Book Read Free

Craving Lily

Page 16

by Nicole Jacquelyn


  “It changes everything,” I replied incredulously. “I’m seventeen.”

  “I know how old you are.”

  “You’re going to be a dad.”

  “I know.”

  “I’m seventeen,” I said again, swatting at his hands.

  “It’s time for you to leave, Leo,” my mom said kindly as she stepped into view.

  His arms dropped to his sides in defeat as he stared at me like he didn’t even know me.

  “I was there for you,” he said so quietly that I almost didn’t hear him. “I’ve always had your back.”

  Then he turned and strode out the front door, closing it respectfully behind him, though I knew he’d wanted to slam it.

  “You did good, Lilybug,” my mom said gently. I stiffened as she hugged me. “You did the right thing.”

  “Does everyone know?” I asked dully as she let me go.

  “No. Just me and your dad. Leo wanted to tell you first.”

  “Okay.” I nodded. Swallowed. Nodded again. “I got into Yale.”

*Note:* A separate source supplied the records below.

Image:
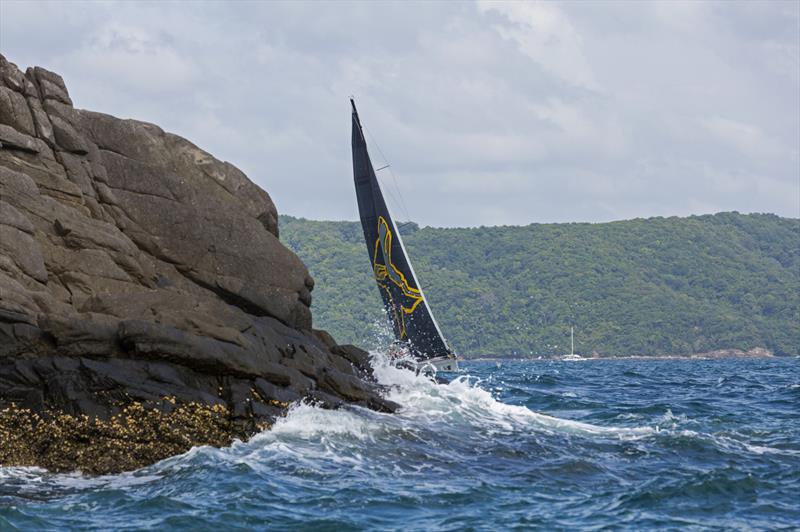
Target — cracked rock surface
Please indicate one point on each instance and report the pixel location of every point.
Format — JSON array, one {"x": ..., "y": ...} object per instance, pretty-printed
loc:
[{"x": 135, "y": 267}]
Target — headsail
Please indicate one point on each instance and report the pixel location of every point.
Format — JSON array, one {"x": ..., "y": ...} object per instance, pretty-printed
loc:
[{"x": 414, "y": 324}]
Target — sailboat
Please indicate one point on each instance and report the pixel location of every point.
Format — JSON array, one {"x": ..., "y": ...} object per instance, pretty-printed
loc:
[
  {"x": 572, "y": 355},
  {"x": 415, "y": 329}
]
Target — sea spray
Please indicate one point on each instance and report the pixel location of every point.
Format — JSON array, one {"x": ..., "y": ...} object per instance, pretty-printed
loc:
[{"x": 639, "y": 445}]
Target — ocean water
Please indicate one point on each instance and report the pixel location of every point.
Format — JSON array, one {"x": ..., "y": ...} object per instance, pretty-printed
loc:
[{"x": 628, "y": 444}]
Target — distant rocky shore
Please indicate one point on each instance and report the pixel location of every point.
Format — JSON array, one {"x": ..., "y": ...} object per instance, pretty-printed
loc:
[{"x": 146, "y": 303}]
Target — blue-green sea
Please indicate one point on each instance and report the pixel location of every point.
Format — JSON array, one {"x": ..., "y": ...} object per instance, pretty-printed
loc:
[{"x": 617, "y": 444}]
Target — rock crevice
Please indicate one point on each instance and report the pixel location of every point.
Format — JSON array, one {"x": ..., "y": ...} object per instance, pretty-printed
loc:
[{"x": 138, "y": 272}]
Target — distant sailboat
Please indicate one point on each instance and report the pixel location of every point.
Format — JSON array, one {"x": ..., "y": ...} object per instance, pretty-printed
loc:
[
  {"x": 572, "y": 355},
  {"x": 415, "y": 328}
]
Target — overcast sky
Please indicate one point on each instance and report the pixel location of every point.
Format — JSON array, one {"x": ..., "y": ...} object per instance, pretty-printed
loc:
[{"x": 490, "y": 113}]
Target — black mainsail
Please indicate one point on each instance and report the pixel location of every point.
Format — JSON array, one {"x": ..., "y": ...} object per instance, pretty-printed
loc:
[{"x": 414, "y": 325}]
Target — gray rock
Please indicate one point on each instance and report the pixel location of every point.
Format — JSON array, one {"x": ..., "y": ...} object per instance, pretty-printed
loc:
[
  {"x": 14, "y": 111},
  {"x": 135, "y": 266},
  {"x": 11, "y": 139}
]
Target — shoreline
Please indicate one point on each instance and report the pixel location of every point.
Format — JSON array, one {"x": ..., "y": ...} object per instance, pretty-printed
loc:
[{"x": 709, "y": 355}]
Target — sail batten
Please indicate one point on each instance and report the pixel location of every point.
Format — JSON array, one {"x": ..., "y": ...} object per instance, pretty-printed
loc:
[{"x": 404, "y": 301}]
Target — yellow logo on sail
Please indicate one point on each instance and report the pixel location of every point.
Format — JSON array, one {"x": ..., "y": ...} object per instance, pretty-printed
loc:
[{"x": 387, "y": 272}]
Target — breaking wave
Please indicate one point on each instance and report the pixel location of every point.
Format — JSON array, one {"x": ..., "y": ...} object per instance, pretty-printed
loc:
[{"x": 539, "y": 443}]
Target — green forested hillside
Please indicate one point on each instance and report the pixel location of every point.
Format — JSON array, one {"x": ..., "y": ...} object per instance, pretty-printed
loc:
[{"x": 644, "y": 286}]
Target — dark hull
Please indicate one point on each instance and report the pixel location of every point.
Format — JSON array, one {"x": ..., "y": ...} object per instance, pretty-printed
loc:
[{"x": 403, "y": 299}]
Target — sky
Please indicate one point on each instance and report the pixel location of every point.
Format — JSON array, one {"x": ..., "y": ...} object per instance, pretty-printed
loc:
[{"x": 489, "y": 113}]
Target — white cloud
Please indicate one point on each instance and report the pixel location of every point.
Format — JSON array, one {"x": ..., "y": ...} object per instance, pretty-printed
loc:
[
  {"x": 547, "y": 36},
  {"x": 489, "y": 112}
]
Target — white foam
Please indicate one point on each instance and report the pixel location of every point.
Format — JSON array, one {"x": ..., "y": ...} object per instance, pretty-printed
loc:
[{"x": 465, "y": 401}]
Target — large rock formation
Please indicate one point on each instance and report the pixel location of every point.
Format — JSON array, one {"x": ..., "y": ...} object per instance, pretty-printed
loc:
[{"x": 142, "y": 284}]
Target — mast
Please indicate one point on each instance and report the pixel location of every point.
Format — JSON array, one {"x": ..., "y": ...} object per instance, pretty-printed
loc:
[
  {"x": 572, "y": 340},
  {"x": 404, "y": 301}
]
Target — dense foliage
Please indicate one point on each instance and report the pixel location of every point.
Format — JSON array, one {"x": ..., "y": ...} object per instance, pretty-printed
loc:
[{"x": 643, "y": 286}]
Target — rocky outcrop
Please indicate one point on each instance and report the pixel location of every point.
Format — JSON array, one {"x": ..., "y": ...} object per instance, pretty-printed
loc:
[{"x": 136, "y": 269}]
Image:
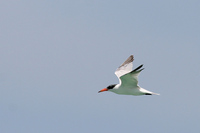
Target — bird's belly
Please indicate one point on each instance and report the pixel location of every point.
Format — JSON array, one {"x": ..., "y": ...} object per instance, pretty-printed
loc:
[{"x": 128, "y": 91}]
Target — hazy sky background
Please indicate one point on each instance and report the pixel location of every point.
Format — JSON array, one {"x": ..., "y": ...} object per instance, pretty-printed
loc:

  I was already turning toward the stairs when my mom finally said, “You did?”

  “Yeah.” I looked over my shoulder at her and smiled wanly. “We should probably start figuring out finances if I’m moving across the country.”

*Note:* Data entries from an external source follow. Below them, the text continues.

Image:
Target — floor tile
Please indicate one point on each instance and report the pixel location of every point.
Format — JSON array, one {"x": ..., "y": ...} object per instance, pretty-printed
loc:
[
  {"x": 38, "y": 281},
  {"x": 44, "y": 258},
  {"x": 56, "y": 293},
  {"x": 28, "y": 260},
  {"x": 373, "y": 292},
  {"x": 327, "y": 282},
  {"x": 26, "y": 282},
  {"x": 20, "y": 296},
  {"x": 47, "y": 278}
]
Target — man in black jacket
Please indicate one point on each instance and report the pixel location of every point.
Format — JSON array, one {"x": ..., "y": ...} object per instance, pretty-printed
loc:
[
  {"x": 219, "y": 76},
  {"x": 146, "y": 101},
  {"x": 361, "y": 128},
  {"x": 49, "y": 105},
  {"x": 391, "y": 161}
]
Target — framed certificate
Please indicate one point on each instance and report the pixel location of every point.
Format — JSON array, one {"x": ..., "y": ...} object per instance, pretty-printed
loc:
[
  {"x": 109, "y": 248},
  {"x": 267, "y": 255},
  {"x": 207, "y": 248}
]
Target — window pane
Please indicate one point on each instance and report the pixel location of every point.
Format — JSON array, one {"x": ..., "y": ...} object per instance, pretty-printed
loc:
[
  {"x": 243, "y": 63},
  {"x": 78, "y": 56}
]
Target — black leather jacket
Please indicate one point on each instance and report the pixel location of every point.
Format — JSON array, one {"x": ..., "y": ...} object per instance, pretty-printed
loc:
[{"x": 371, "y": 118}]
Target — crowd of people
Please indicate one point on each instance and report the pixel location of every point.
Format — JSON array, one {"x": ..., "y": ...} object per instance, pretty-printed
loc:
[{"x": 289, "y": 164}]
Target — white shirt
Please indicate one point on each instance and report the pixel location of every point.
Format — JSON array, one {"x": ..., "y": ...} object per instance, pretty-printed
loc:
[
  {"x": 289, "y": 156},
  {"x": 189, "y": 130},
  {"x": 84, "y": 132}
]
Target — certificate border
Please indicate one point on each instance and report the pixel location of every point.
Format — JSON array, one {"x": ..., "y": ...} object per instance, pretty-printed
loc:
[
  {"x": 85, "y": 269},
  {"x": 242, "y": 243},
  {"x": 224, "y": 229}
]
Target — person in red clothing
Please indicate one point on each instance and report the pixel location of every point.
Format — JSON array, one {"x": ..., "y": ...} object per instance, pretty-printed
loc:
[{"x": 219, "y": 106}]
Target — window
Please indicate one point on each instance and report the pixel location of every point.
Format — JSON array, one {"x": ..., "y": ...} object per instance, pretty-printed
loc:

  “I’m so proud of you, Lily,” she called as I forced myself up each stair.

  “Thanks, Ma.”

  Rose was at my door, her arms wide with welcome and understanding as I stumbled toward her. Thank God, my cousin always eavesdropped. She knew exactly what I needed and I hadn’t had to say a word.

  “We’re going to fucking own New Haven,” she whispered into my ear. “I hope you didn’t think you were going without me.”

  Part 2

  Chapter 15

  Lily

  Two years and three months in New Haven, and the place still didn’t feel like home. The weather was too harsh and the humidity killed, and I couldn’t stand all the people. I was making it work, I even had fun with Rose on occasion, but living there still felt like a shirt that wasn’t sewn correctly and pulled in all the wrong places.

  I was doing it, though. I’d been plugging along, doing my schoolwork and tutoring for extra cash, like my dad had advised me to. Well, he’d actually told me to write papers for the rich kids, but I figured my way was a bit safer for my scholarships with the ethics clauses. As long as I planned everything down to the hour and stuck to my schedule, I did alright. I even had time to hang out with Rose, even if it was just sitting at the bar where she worked, watching her sling drinks for frat boys and trust fund babies.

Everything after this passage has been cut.